Il ne leur restera plus que leurs yeux pour pleurer. Aujourd’hui, ils font péniblement un ou deux enfants, tandis que leurs envahisseurs en produisent en moyenne une dizaine, tout heureux de bénéficier en ces occasions des avantages sociaux dont le nom même revêt présentement une résonnance comique et provocatrice. Dans une trentaine d’années tout au plus, ils seront donc minoritaires. Ils connaîtront alors toutes les douleurs du racisme authentique. Le racisme dont certains d’entre eux sont accusés n’est qu’une parodie de racisme. Le véritable racisme, c’est celui qui les obligera à se vêtir comme leurs envahisseurs, à prier comme eux sous peine des pires sévices. Leur histoire sera remise en question, leurs pensées seront filtrées, leur existence même à peine tolérée.

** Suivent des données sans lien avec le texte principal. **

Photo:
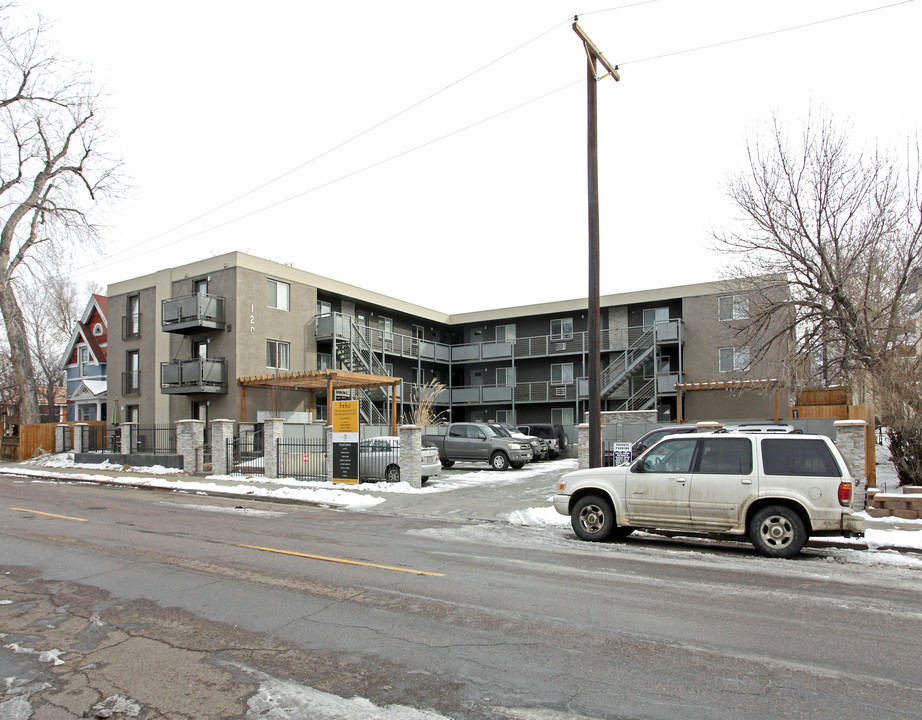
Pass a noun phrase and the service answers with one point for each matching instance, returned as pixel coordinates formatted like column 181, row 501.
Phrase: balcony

Quand ils seront minoritaires, les plus âgés d’entre eux se souviendront avec tristesse de leurs prérogatives de citoyens. Ils porteront aussi dans leur cœur la haine de leurs aînés qui auront eu la bêtise de croire en l’intelligence de ces humanistes pleins de bons sentiments, de ces pacifistes à tout prix, de ces antimilitaristes pleins de générosité, de ces aveugles.

Quand ils seront minoritaires, ils n’existeront plus en tant que peuple. Ils ne seront plus qu’un magma d’esclaves à la recherche d’une identité et d’une contrefaçon de bonheur. Il serait peut-être souhaitable de leur dresser déjà des mausolées où ils pourront venir se recueillir quand leurs maîtres leur en laisseront le loisir.